Not to Mention Deceptive Labeling

The following is an excerpt from OpinionJournal’s “Best of the Web” at WSJ written by the editor, James Taranto.

Not to Mention Deceptive Labeling
“Man With Container Labeled ‘Not Weed’ Cited for Pot Possession”- headline, Lincoln (Neb.) Journal Star, March 1

Help Wanted
“Do You Like Explaining Religious Teachings That Are Unpopular in SF? Have We Got the Job for You”—headline, San Francisco Chronicle website, March 2

News of the Tautological
“U.S. Manufacturing Slows as Output and Hiring Weaken”—headline, Associated Press, March 2

Bottom Story of the Day
“Twenty-Three Percent of Americans Have Never Heard of Benjamin Netanyahu”—headline, NationalJournal, March 2

The Pointless Posturing Prize
We can’t say we’ve been closely following the dispute in Congress over funding for the Department of Homeland Security, which looks to us like yet another government-shutdown fight Republicans are futilely waging over a legitimate grievance. But this bit from the Washington Post’s Mike DeBonis caught our attention:

[House Majority Leader Kevin] McCarthy suggested Sunday that [Senate] Democrats were obstructing a solution, noting that four Democrats joined 53 Republicans in voting Friday to proceed with a bill that would overturn Obama’s most recent immigration orders. He also suggested, when prompted by “Meet the Press” host Chuck Todd, that Senate Majority Leader Mitch McConnell (R-Ky.) might invoke the “nuclear option” of changing Senate rules to allow debate to proceed without the requisite 60 votes.

Senate rules have already been changed [by Democrats, in 2013] to require only a simple majority to allow confirmations of judicial nominees and executive appointments to proceed. But other legislation, such as the DHS funding bill and the separate bill to overturn the immigration orders, remains subject to a 60-vote hurdle.
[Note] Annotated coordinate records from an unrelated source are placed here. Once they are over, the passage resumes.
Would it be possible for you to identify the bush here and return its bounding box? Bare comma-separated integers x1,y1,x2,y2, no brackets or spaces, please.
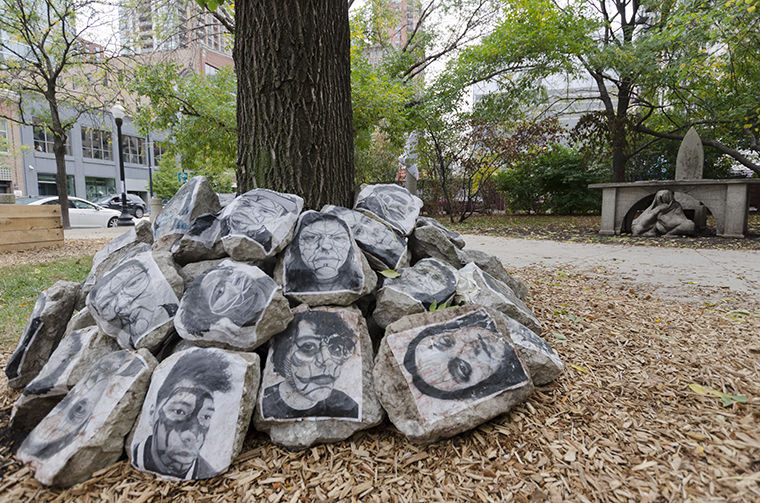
496,145,608,215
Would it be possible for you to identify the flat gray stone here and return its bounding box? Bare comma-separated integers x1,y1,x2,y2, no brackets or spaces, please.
174,260,293,351
354,183,422,236
676,126,705,180
5,281,80,388
219,189,303,261
87,252,184,351
254,305,383,449
153,176,221,250
127,348,261,480
373,306,533,443
372,258,457,328
10,326,119,430
16,349,156,487
274,211,377,306
456,262,543,334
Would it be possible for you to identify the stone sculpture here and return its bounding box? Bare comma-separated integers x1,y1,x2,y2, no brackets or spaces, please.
631,189,695,236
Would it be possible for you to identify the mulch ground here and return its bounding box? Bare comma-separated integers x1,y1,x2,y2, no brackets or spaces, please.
0,269,760,502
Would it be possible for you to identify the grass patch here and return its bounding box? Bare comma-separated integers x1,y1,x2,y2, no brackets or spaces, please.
0,256,92,350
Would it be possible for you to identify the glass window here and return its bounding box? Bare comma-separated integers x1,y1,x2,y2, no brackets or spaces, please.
34,124,72,155
122,135,145,165
82,128,113,161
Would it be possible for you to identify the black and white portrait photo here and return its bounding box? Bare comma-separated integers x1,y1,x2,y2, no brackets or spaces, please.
283,211,364,294
322,206,407,269
18,350,148,464
383,258,457,310
128,348,246,480
86,252,179,349
259,310,363,421
219,189,303,254
387,310,529,423
354,184,422,236
174,260,279,346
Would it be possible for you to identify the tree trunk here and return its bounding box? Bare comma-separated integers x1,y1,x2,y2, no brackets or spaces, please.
233,0,354,209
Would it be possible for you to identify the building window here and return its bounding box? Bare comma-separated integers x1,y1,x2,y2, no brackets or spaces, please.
34,124,72,155
84,176,116,202
123,135,145,165
82,128,113,161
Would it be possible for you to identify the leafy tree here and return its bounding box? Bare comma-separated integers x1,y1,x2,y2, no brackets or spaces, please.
0,0,113,228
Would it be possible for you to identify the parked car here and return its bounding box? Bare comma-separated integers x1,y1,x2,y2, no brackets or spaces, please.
16,196,121,227
97,194,148,218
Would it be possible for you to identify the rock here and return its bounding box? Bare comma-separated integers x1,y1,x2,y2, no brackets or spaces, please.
676,126,705,180
254,306,383,449
373,306,533,442
274,211,377,306
127,348,260,480
452,250,529,301
456,262,543,334
409,225,462,268
372,258,457,328
5,281,80,388
16,349,156,487
496,316,565,386
415,216,465,248
171,213,227,265
322,205,409,271
87,252,184,351
354,184,422,236
174,260,293,351
153,176,221,250
10,328,119,430
219,189,303,261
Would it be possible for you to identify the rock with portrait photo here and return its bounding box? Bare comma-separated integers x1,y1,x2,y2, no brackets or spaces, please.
174,260,293,351
496,315,565,386
322,205,410,271
5,281,80,389
10,326,119,431
16,349,157,487
372,258,457,328
373,306,533,443
219,189,303,261
254,305,384,449
86,252,184,351
458,250,528,302
127,348,260,480
354,183,422,236
274,211,377,306
455,262,543,334
153,176,221,251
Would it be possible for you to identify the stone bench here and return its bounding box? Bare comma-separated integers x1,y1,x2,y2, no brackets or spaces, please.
588,178,760,238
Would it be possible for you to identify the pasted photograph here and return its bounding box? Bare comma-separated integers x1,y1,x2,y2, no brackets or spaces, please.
259,310,363,421
174,260,278,344
283,211,364,294
219,189,303,253
354,184,422,236
87,252,179,349
18,350,148,463
383,259,457,309
128,348,247,480
322,206,406,269
387,310,528,423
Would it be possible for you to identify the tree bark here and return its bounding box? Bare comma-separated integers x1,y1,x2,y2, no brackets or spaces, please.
233,0,354,209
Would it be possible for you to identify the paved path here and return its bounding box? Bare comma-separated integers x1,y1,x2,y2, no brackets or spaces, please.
465,235,760,301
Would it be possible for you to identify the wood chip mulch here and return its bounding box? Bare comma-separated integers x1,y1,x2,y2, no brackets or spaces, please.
0,269,760,503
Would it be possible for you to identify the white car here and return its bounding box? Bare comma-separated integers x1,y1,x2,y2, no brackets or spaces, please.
16,196,121,227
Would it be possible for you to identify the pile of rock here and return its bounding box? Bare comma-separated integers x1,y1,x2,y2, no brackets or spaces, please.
6,177,562,486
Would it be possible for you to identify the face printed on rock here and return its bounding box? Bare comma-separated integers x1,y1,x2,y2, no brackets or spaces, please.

“That’s not nuclear when 57 percent of the American representation says [the Obama immigration orders are] wrong,” McCarthy said. “That’s not in the Constitution. I think they should change the rule.”

Left unsaid: Even if Senate rules were changed to pave way for disapproval of Obama’s immigration actions, 57 Senate votes would not be enough to override a presidential veto.

When DeBonis tweeted his article with a note reiterating that last point, Adam Jentleson, communications director for Senate Minority Leader Harry Reid, answered: “Republicans want to change the rules purely for political positioning, not to actually get anything done.” Twitchy .com picked it up and mocked Jentleson, observing that “it looks like he suffers from short-term memory loss” and quoting another tweet advising him to “look up irony in the dictionary.”

Jentleson has a point, doesn’t he? One needn’t approve of Reid’s changing the rules to acknowledge that it accomplished an immediate goal for the Democrats, whereas the move McCarthy suggests would merely advance a bill toward death by veto.

But then we saw this, in the Washington Free Beacon:

Harry Reid will force the Senate to go through procedural hurdles to delay Majority Leader Mitch McConnell from bringing up the president’s Keystone XL veto for an override vote.

Last week, President Obama vetoed the popular bipartisan Keystone XL Pipeline bill passed by the Senate.

This week, the Senate is planning a vote to override the president’s veto. Democrats, led by Minority Leader Harry Reid, are set to revoke normal order and attempt to filibuster the override of the president’s veto message.

The cloture vote on a veto message will be the first in the history of the United States Senate. That is because the threshold for a veto override is 67, while the threshold for a cloture vote is only 60. The cloture vote is nothing more than a redundancy since it is assumed cloture would be reached if the Senate were aiming for a two-thirds override.

It’s also a waste of time, and maybe that’s the idea.